Open danielejuan-metr opened 1 year ago
Hey , could you go over the debugging guide to see if this will help.
For info on metrics emitted by Fluent Bit: https://docs.fluentbit.io/manual/administration/monitoring#metric-descriptions
Additional info - AWS EKS version is 1.22 so still using dockershim.
With Docker, k8s uses this log driver: https://docs.docker.com/config/containers/logging/json-file/
It has max-file and max-size settings. It is possible to lose logs because:
Hi @PettitWesley, thanks for the response. We have considered the scenarios in your list. Hoping you can help identify if we have incorrect expectations or assumptions.
For scenario 1, we use filesystem buffering for our tail input. Assuming that there we no new logs written, we expect that the internal buffers of fluentbit will be empty if the pipeline is properly sending out logs. However, we see high storage size of the tail buffer directory and high number of chunks down in the metrics. We cannot identify why the buffer was not being consumed and chunks being sent to s3.
For scenario 2, we expect to have some logs uploaded to S3 if fluentbit could not keep up with the amount of logs going in. However, during the issue there were totally no logs uploaded to S3.
Please see our log loss investigation runbook: https://github.com/aws/aws-for-fluent-bit/blob/mainline/troubleshooting/debugging.md#log-loss-investigation-runbook
Hi @PettitWesley, with the same environment and configuration above we are now trying to test with high log load.

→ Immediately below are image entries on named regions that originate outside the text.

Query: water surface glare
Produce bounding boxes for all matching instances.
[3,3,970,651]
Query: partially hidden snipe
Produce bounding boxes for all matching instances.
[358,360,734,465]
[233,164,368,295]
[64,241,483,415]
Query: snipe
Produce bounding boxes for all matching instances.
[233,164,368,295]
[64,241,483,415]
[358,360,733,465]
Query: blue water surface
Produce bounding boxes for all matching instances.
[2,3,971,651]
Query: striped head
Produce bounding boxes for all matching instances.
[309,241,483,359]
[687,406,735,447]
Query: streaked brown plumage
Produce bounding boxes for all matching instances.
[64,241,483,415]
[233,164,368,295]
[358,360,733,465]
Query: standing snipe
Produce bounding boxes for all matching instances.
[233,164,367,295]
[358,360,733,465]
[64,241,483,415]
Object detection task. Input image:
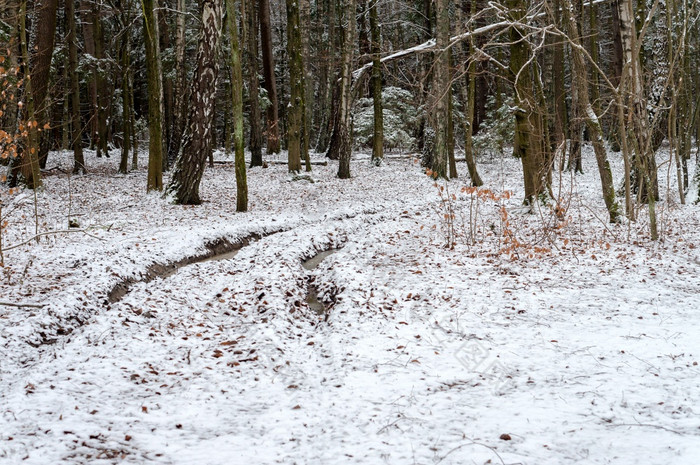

At 8 MB/s application log throughput, we are encountering the following fluent-bit errors and missing log entries in S3:
[2023/08/29 16:53:36] [error] [tls] error: error:00000005:lib(0):func(0):DH lib
[2023/08/29 16:53:36] [error] [src/flb_http_client.c:1199 errno=25] Inappropriate ioctl for device
[2023/08/29 16:53:36] [error] [plugins/in_tail/tail_file.c:1432 errno=2] No such file or directory
[2023/08/29 16:53:36] [error] [plugins/in_tail/tail_fs_inotify.c:147 errno=2] No such file or directory
[2023/08/29 16:53:36] [error] [input:tail:tail.0] inode=16798413 cannot register file /var/log/containers/container-5fcd9d46b5-vgsk6_container-9999550bf6611e4082208c7eaee6b4d8f1784316b6861e2afe06d224b330341f.log
During this test we are also seeing connection errors to Splunk.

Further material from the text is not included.